Когда он вернулся, доктор Скотт ставил весьма интересный опыт.

– Надоело вытряхивать, – говорил он. – Налью по-человечески в стакан. Посмотрим, сколько это займет времени.

– Пока ты будешь лить, пиво выдохнется, – предупредил Маккей. – Сейчас, сейчас… «g» примерно 0,5 см/сек^2, ты льешь с высоты… – И он погрузился в расчеты.

Тем временем опыт шел полным ходом. Скотт поднял жестянку над стаканом (в первый раз за три месяца слово «над» хоть что-то значило) – и вот неописуемо медленно, словно густой сироп, потекла янтарная жидкость. Казалось, прошли годы, прежде чем тонкая струя коснулась дна.

– …по моим подсчетам, сто двадцать секунд, – провозгласил Маккей.

– Пересчитай, – откликнулся Скотт. – Пиво уже в стакане. А у тебя выходит – две минуты!

– Что, что? – удивился астрогатор (он только сейчас заметил, что опыт кончен), быстро подсчитал снова – и расплылся от радости: ошибка нашлась. – Вот идиот! Плохо считаю в уме… Двенадцать секунд, конечно.

– И этот человек доставил нас на Марс! – ужаснулся кто-то.

Больше никто не отважился повторить опыт. Пиво вытряхивали, как обычно, жестянку за жестянкой, и за столом становилось все веселей.

Доктор Скотт, блеснув памятью, продекламировал от начала до конца эпопею, которую не часто доводится слышать пассажирам космолетов.

Начиналась она словами:

Шел космолет «Венера»…

Гибсон следил за похождениями команды как нельзя более удачно названного космолета, пока не устал от духоты и шума. Он решил проветриться и почти автоматически направился на галерею, к своему наблюдательному пункту.

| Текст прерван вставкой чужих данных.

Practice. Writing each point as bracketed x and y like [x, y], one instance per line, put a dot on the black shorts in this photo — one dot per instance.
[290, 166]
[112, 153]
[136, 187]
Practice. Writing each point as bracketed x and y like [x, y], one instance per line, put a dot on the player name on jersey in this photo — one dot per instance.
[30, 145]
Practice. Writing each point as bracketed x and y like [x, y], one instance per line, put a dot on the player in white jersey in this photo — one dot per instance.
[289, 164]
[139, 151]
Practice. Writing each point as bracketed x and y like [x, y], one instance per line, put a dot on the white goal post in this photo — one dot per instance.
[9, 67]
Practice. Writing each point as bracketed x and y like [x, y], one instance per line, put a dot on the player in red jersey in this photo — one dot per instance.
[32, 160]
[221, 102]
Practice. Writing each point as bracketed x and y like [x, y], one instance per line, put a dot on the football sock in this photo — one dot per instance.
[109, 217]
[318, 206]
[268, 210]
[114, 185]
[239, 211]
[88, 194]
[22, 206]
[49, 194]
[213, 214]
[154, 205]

Ему пришлось прикрепиться ремнями – ничтожное притяжение Деймоса мешало ему сидеть. Марс был в третьей четверти и медленно рос. На четырнадцать тысяч километров ближе к нему, на темном фоне неосвещенной части, ослепительно сверкал Фобос. Гибсону хотелось бы узнать, что же творится на маленькой внутренней луне. Ну ничего, ждать недолго! А пока что невредно поупражняться в аэрографии. Вон там…

– Мистер Гибсон!

Он удивленно оглянулся.

– А, Джимми! Вы тоже устали?

Раскрасневшийся Джимми, как и он сам, явно нуждался в воздухе. Не совсем твердо он сел в кресло и уставился на Марс. Потом сокрушенно покачал головой.

– Большой какой-то, – сказал он, ни к кому не обращаясь.

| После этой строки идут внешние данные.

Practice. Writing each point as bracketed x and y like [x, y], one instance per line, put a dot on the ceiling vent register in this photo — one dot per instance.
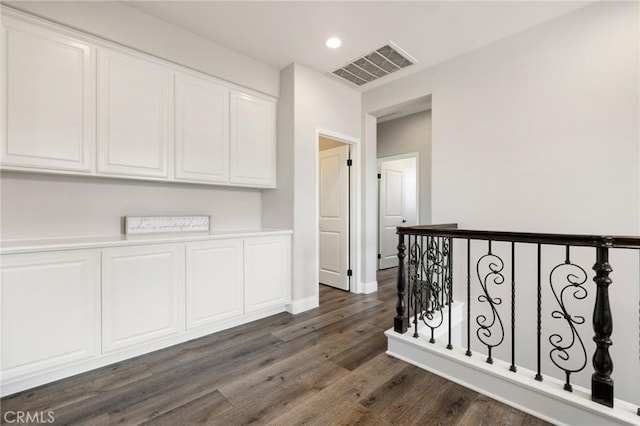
[374, 65]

Гибсон с ним не согласился:

– Меньше Земли. И вообще ваше замечание бессмысленно. Большой по сравнению с чем? Какой он должен быть, по-вашему?

Джимми долго думал.

– Не знаю, – печально сказал он. – А все-таки он слишком большой.

Тут все слишком большое.

Беседа заходила в тупик. Гибсон решил изменить тему:

– Что вы думаете делать на Марсе?

– Ну, поброжу по Порт-Лоуэллу, выйду наружу, посмотрю пустыни.

Хотелось бы немножко поисследовать.

Гибсону это понравилось; но он знал, что для мало-мальски ценного исследования Марса нужны и снаряжение, и опытные спутники. А Джимми вряд ли удастся попасть в научную экспедицию.

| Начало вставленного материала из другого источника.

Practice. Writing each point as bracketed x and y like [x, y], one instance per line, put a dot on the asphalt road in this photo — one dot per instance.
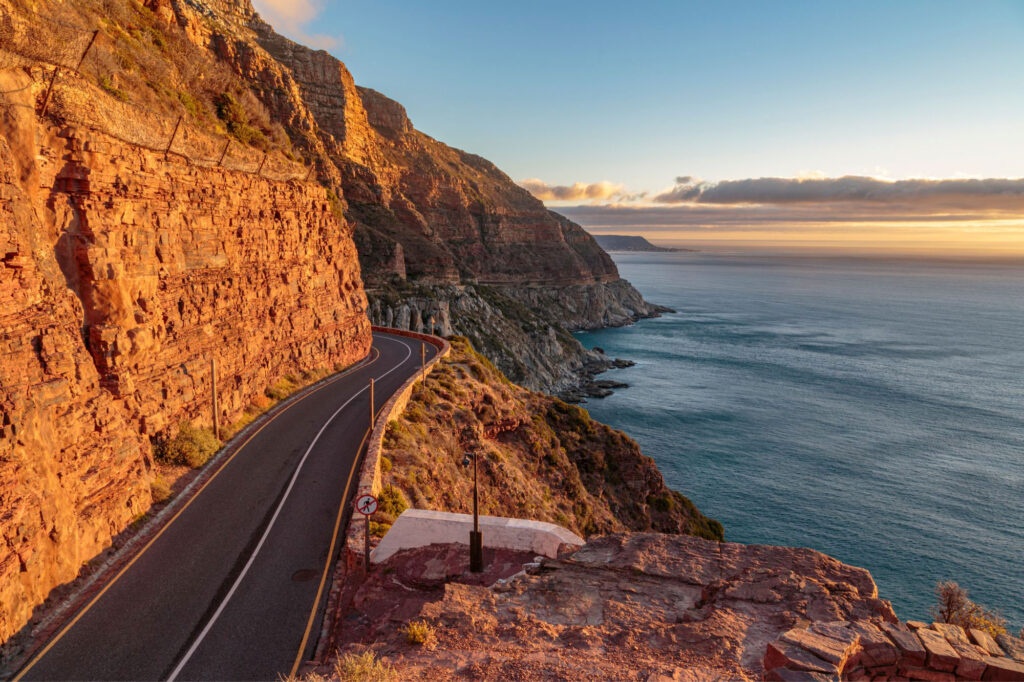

– Я вот что придумал, – сказал он. – Кажется, они должны мне показывать все, что я захочу. Попробую организовать поход-другой в неисследованные районы. Пойдете со мной? Может, наткнемся на марсиан.

Эту присяжную шутку повторяли с тех самых пор, как первые космолеты принесли печальную весть об отсутствии марсиан. Однако многие еще надеялись разыскать разумную жизнь в неисследованных районах планеты.

– Да, – сказал Джимми. – Вот было бы здорово! И никто мне не может запретить. На Марсе я делаю, что хочу. Так в контракте написано.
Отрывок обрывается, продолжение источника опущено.